Ich murmelte nur irgendwas unverständliches. Ich hatte keine Lust, meine Faszination an diesem Mädchen zu rechtfertigen. Dazu war es zu früh. Der Regen ließ nicht nach und als wir am Schrottplaz ankamen, hatte ich das Gefühl, einmal quer durch die Themse geschwommen zu sein. Auch der Treffpunkt der Cats wirkte aufgrund des Wetters wie ausgestorben. Doch das täuschte. Auch hier gab es viele Fleckchen, die vor dem Regen schützten. Sobald wir das hohe Tor passiert hatten, glaubte ich, Getuschel zu hören. Wahrscheinlich Etcetera und Electra, die zu spät gekommen waren um mitzukriegen, dass Tugger mich lediglich finden und wecken sollte. Egal. Ich gönnte ihnen das bisschen Eifersucht. Immerhin wurde ich äußerst selten um mein Hab und Gut beneidet, dafür stand immer Victoria bereit, die mit ihrer reichen Familie in der Park Lane wunderbar angeben konnte. Und obwohl mein Auftritt hier lässig und ein bisschen gleichgültig wirken sollte, konnte ich es nicht verhindern, dass ich versuchte, in Tuggers Gegenwart zu bleiben.

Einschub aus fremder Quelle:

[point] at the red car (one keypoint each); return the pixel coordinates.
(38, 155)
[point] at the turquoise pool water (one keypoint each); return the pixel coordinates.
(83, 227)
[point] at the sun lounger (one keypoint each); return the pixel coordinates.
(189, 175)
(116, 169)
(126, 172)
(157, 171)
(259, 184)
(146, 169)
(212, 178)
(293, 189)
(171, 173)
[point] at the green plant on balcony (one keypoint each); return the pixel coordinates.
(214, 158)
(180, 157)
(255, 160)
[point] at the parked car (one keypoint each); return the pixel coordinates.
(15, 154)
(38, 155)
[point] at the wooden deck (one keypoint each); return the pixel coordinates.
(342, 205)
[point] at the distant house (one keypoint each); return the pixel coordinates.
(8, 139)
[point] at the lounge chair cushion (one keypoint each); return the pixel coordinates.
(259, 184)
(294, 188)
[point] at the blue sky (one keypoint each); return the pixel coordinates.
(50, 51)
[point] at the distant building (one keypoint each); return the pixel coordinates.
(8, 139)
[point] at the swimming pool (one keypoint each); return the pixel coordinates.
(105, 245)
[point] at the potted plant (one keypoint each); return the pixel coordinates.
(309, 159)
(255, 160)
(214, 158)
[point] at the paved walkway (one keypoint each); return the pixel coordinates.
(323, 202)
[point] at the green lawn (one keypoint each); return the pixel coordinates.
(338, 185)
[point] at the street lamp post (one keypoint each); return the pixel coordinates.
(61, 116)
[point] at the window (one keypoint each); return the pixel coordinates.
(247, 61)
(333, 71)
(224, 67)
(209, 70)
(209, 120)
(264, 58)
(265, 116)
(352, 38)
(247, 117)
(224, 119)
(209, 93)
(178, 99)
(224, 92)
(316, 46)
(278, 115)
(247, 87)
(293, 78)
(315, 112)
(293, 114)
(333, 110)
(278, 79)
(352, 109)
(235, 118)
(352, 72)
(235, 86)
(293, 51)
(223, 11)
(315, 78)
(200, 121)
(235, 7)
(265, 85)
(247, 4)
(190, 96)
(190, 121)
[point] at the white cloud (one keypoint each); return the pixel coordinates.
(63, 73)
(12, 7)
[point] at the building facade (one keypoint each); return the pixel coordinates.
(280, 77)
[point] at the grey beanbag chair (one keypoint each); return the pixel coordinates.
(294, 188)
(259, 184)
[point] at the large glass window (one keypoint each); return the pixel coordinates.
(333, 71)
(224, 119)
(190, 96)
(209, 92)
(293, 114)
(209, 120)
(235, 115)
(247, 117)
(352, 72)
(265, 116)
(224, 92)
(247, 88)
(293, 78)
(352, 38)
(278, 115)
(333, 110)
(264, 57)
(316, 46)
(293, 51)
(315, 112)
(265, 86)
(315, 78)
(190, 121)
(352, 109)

Ich folgte ihm leichtfüßig auf den rostenden Herd und von dort aus in eine dunkelblaue Blechtonne, auf deren Boden er sich nun zusammenrollte und anfing, sein Fell zu putzen. Ich stand noch kurz etwas unschlüssig herum, bevor ich mich - von Tugger vollkommen unbeachtet - auf das kalte Metall legte. So verblieben wir fürs erste, lauschten dem Regen und warteten ab, was der Tag noch so bringen würde. Manno. Eigentlich hatte ich nach Hause ins Warme und Trockene gewollt ... hm ... soviel dazu. Ich ließ meinen Kopf wieder auf meine feuchten Pfoten sinken, doch ich hatte genug geschlafen und war hellwach. Die Langeweile hing wie ein dickes graues Tuch über dem Schrottplatz. Jedenfalls kam mir das so vor. Ich dämmerte gerade vor Langeweile weg, als Bombalurinas Stimme schrill über den Schrottplatz gellte: "Macavity!!!"